4  Image analysis

4.1 The actual severity measure

Among the various methods to express plant disease severity, the percent area affected (or symptomatic) by the disease is one of the most common, especially when dealing with diseases that affect leaves. In order to evaluate whether visual estimates of plant disease severity are sufficiently accurate (as discussed in the previous chapter), we require the actual severity values. These are also essential when creating Standard Area Diagrams (SADs), which are diagrammatic representations of severity values used as a reference either before or during visual assessment to standardize and produce more accurate results across different raters (Del Ponte et al. 2017).

The actual severity values are typically approximated using image analysis, wherein the image is segmented, and each pixel is categorized into one of three classes:

  1. Diseased (or symptomatic)
  2. Non-diseased (or healthy)
  3. Background (the non-plant portion of the image)

The ratio of the diseased area to the total area of the unit (e.g., the entire plant organ or section of the image) yields the proportion of the diseased area, or the percent area affected (when multiplied by 100). Researchers have employed various proprietary or open-source software to determine the actual severity, as documented in a review on Standard Area Diagrams (Del Ponte et al. 2017).

In this section, we will utilize the measure_disease() function from the {pliman} (Plant IMage ANalysis) R package (Olivoto 2022), and its variations, to measure the percent area affected. The package was compared with other software for determining plant disease severity across five different plant diseases and was shown to produce accurate results in most cases (Olivoto et al. 2022).

There are essentially two methods to measure severity. The first is predicated on image palettes that define each class of the image. The second relies on RGB-based indices (Alves et al. 2021). Let’s explore the first method, as well as an interactive approach to setting color palettes.

4.2 Image palettes

The most crucial step is the initial one, where the user needs to correctly define the color palettes for each class. In pliman, the palettes can be separate images representing each of the three classes: background (b), symptomatic (s), and healthy (h).

The reference image palettes can be constructed by manually sampling small areas of the image and creating a composite image. As expected, the results may vary depending on how these areas are selected. A study that validated pliman for determining disease severity demonstrated the effect of different palettes prepared independently by three researchers, in which the composite palette (combining the three users) was superior (Olivoto et al. 2022). During the calibration of the palettes, examining the processed masks is crucial to create reference palettes that are the most representative of the respective class.
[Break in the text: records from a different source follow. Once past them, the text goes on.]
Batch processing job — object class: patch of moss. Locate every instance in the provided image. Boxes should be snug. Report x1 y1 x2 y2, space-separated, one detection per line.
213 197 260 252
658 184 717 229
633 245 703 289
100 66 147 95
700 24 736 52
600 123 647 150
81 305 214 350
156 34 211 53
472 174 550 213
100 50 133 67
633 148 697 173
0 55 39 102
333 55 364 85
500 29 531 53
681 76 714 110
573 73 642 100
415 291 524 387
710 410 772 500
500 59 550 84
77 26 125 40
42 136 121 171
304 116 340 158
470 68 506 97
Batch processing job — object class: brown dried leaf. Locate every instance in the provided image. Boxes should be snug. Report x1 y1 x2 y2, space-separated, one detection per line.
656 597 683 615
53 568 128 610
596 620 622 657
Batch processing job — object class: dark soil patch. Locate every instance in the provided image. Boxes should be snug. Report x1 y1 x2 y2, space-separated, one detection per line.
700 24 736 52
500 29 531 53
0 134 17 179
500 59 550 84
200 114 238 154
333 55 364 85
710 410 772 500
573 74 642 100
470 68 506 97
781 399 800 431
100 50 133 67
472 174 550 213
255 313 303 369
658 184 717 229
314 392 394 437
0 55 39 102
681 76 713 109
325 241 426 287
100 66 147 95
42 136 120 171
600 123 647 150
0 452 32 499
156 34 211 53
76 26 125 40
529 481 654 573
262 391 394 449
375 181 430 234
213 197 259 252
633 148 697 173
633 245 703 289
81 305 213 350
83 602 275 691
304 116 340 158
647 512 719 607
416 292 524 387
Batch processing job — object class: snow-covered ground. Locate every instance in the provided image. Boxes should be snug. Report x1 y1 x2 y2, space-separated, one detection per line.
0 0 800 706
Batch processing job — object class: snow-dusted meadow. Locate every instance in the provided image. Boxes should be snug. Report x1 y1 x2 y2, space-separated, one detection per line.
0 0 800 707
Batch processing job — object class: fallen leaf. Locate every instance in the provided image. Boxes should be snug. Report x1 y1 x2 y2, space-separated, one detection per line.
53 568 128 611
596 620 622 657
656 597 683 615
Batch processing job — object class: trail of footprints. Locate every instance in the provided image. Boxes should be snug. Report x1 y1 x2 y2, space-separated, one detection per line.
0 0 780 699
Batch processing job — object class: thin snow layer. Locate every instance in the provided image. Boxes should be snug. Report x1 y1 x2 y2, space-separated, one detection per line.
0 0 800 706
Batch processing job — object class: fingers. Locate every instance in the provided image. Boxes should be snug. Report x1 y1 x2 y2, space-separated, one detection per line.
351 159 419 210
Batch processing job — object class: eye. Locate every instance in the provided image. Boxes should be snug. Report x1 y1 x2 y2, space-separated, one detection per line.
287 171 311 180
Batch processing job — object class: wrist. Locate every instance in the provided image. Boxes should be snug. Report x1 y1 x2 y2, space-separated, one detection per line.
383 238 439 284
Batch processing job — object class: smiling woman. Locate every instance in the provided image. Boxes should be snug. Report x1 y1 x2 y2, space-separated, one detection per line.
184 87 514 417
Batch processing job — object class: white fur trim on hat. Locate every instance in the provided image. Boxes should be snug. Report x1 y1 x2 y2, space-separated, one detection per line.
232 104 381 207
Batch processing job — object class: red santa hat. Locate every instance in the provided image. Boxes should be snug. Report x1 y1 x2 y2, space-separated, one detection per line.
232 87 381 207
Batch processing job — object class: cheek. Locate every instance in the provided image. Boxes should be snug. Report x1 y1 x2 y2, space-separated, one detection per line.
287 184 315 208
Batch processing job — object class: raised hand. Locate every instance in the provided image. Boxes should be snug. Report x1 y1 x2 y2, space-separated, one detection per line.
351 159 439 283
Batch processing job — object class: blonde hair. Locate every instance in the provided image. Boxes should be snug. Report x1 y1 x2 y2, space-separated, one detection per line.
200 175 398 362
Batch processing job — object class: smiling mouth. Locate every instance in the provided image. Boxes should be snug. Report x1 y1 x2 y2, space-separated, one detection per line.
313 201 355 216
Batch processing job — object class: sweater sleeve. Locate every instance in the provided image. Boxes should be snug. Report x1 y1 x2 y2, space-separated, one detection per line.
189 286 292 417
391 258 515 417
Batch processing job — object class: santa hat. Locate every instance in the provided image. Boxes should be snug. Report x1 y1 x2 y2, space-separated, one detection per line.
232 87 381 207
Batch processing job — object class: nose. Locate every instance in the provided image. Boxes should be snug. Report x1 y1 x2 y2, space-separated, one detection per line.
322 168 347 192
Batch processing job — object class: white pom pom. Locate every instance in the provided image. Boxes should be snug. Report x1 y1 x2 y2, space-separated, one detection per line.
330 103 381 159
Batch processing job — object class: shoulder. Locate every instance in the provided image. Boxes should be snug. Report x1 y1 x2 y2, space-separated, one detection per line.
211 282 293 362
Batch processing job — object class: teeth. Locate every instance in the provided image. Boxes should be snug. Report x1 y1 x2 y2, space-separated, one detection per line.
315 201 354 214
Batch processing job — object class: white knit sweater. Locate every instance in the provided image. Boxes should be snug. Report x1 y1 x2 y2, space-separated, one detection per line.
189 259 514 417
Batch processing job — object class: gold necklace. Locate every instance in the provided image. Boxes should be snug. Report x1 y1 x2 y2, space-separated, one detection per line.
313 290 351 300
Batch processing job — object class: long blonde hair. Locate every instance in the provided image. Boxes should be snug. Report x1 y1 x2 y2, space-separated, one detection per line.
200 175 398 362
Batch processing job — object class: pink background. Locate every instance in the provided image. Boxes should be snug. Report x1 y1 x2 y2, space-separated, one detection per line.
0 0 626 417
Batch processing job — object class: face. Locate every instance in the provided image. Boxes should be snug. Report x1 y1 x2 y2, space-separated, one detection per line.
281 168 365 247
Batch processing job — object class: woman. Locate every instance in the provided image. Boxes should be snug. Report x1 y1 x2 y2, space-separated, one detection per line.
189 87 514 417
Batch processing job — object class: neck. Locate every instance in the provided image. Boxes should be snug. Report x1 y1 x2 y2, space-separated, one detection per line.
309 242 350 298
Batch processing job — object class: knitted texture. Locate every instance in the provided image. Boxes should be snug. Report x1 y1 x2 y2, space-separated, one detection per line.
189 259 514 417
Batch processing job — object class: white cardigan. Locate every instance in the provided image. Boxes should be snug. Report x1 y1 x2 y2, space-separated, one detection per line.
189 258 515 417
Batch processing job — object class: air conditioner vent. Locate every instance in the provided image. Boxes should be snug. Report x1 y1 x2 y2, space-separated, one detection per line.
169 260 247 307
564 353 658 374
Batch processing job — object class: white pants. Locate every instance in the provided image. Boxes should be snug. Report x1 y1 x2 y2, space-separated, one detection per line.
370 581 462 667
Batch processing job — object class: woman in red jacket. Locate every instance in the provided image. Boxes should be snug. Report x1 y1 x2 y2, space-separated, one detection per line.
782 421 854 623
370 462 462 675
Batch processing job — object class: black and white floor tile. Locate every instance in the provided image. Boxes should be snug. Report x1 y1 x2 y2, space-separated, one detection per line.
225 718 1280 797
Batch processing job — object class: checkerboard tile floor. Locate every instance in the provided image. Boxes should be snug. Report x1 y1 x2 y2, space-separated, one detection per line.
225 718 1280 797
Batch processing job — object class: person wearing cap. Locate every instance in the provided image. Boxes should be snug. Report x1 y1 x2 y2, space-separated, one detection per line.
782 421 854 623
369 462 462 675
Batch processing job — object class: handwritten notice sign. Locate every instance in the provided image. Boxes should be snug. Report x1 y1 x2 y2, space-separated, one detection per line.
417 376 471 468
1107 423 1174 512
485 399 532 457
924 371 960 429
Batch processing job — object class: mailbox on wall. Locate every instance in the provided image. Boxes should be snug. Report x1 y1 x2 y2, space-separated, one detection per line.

In this example, I manually selected and pasted several sections of images representing each class from a few leaves into a Google slide. Once the image palette was ready, I exported each one as a separate PNG image file (JPG also works). These files were named: sbr_b.png, sbr_h.png, and sbr_s.png. They can be found here in this folder for downloading.

Figure 4.1: Preparation of image palettes by manually sampling fraction of the images that represent background, heatlhy leaf and lesions

Now that we have the image palettes, we need to import them into the environment, using image_import() function for further analysis. Let’s create an image object for each palette named h (healthy), s (symptoms) and b (background).

library(pliman)
h <- image_import("imgs/sbr_h.png")
s <- image_import("imgs/sbr_s.png")
b <- image_import("imgs/sbr_b.png")

We can visualize the imported image palettes using the image_combine() function.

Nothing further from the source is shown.